- Genre: Adventure Drama
- Written by: Michael Berk Joseph Fineman Douglas Schwartz
- Directed by: Guy Green
- Starring: Lindsay Wagner Jane Wyman
- Music by: Gerald Fried
- Country of origin: United States
- Original language: English

Production
- Executive producer: Ron Samuels
- Producer: Paul B. Radin
- Production location: Nevada City, California
- Cinematography: Al Francis
- Editor: G. Pat Clark
- Running time: 145 minutes
- Production company: Columbia Pictures Television

Original release
- Network: CBS
- Release: January 2, 1979

= The Incredible Journey of Doctor Meg Laurel =

The Incredible Journey of Doctor Meg Laurel is a 1979 American made-for-television medical drama film directed by Guy Green, starring Lindsay Wagner and Jane Wyman, with a supporting cast including Andrew Duggan, Gary Lockwood, Brock Peters, John Reilly, Dorothy McGuire and James Woods. The film was originally broadcast on CBS on January 2, 1979.

==Plot==
In 1932, Meg Laurel, a bold-spirited doctor who graduates Harvard Medical School, gives up the comfort and security of her husband, home, and her practice in Boston. Her mission is to return to her hometown in the Blue Ridge Mountains and help the Appalachian people using modern medical techniques she learned in the big city.
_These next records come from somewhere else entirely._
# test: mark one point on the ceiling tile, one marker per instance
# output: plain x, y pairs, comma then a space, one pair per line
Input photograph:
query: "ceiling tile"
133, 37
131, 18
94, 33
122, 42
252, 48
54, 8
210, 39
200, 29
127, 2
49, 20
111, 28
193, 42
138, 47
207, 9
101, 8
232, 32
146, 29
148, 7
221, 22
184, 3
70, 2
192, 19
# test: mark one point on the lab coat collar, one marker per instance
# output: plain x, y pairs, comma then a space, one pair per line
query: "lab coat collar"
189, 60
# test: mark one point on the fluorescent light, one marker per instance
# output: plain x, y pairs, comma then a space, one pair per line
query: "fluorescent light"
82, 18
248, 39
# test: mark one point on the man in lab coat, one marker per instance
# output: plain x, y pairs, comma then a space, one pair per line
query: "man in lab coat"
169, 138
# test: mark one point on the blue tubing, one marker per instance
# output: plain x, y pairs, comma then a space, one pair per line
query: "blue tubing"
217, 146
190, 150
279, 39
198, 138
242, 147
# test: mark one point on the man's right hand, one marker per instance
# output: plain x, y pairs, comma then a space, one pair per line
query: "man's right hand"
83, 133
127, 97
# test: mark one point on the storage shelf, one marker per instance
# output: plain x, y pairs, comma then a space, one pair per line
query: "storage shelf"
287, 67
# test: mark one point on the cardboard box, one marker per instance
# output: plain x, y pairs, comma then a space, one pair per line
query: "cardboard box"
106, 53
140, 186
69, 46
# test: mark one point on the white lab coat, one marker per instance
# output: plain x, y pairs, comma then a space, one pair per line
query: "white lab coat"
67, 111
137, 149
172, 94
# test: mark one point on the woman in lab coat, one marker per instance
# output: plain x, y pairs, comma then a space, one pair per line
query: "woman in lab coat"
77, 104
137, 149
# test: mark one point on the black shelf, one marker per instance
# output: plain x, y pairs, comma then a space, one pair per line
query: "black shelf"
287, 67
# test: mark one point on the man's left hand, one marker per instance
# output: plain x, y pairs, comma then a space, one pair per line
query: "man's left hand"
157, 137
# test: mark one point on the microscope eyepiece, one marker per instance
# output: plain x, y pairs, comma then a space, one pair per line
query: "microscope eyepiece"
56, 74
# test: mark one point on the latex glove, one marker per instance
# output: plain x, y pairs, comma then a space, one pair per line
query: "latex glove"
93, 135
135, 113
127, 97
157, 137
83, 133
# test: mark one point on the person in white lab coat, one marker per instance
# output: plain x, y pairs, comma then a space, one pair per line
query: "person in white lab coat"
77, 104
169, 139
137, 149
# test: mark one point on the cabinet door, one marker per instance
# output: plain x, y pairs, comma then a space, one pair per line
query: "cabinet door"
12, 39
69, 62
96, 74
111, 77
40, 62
Meg's quest meets bitter opposition, however, by those unprepared to give up their antiquated ways for her miracle drugs. Administering medical aid to the residents of Eagle's Nest is a dramatic struggle, as Meg becomes the rival of Granny Arrowroot, a local medicine woman who is not pleased with Meg's arrival and does not trust the modern science. Tragedy nears when one man's refusal to accept Meg's methods of doctoring for his ailing daughter almost brings ruin to Meg's plans and the death of his child.

==Cast==
- Lindsay Wagner as Meg Laurel
- Jane Wyman as Granny Arrowroot
- Andrew Duggan as Judge Adamson
- Gary Lockwood as Harley Moon
- Brock Peters as Joe
- John Reilly as Thom Laurel
- Charles Tyner as Doug Slocumb
- James Woods as Sin Eater
- Dorothy McGuire as Effie Webb
- Woodrow Parfrey as Messerschmidt
- Peggy Walton-Walker as Mrs. Slocumb
- Kath Soucie as Becca
- Tracey Gold as Laurie Mae Moon

==Home media==
On March 4, 2011, The Incredible Journey of Doctor Meg Laurel was released on DVD in Region 1. This is a Manufacture-on-Demand (MOD) release, available exclusively in the US as part of the Sony Pictures Choice Collection in partnership with Warner Bros. online store.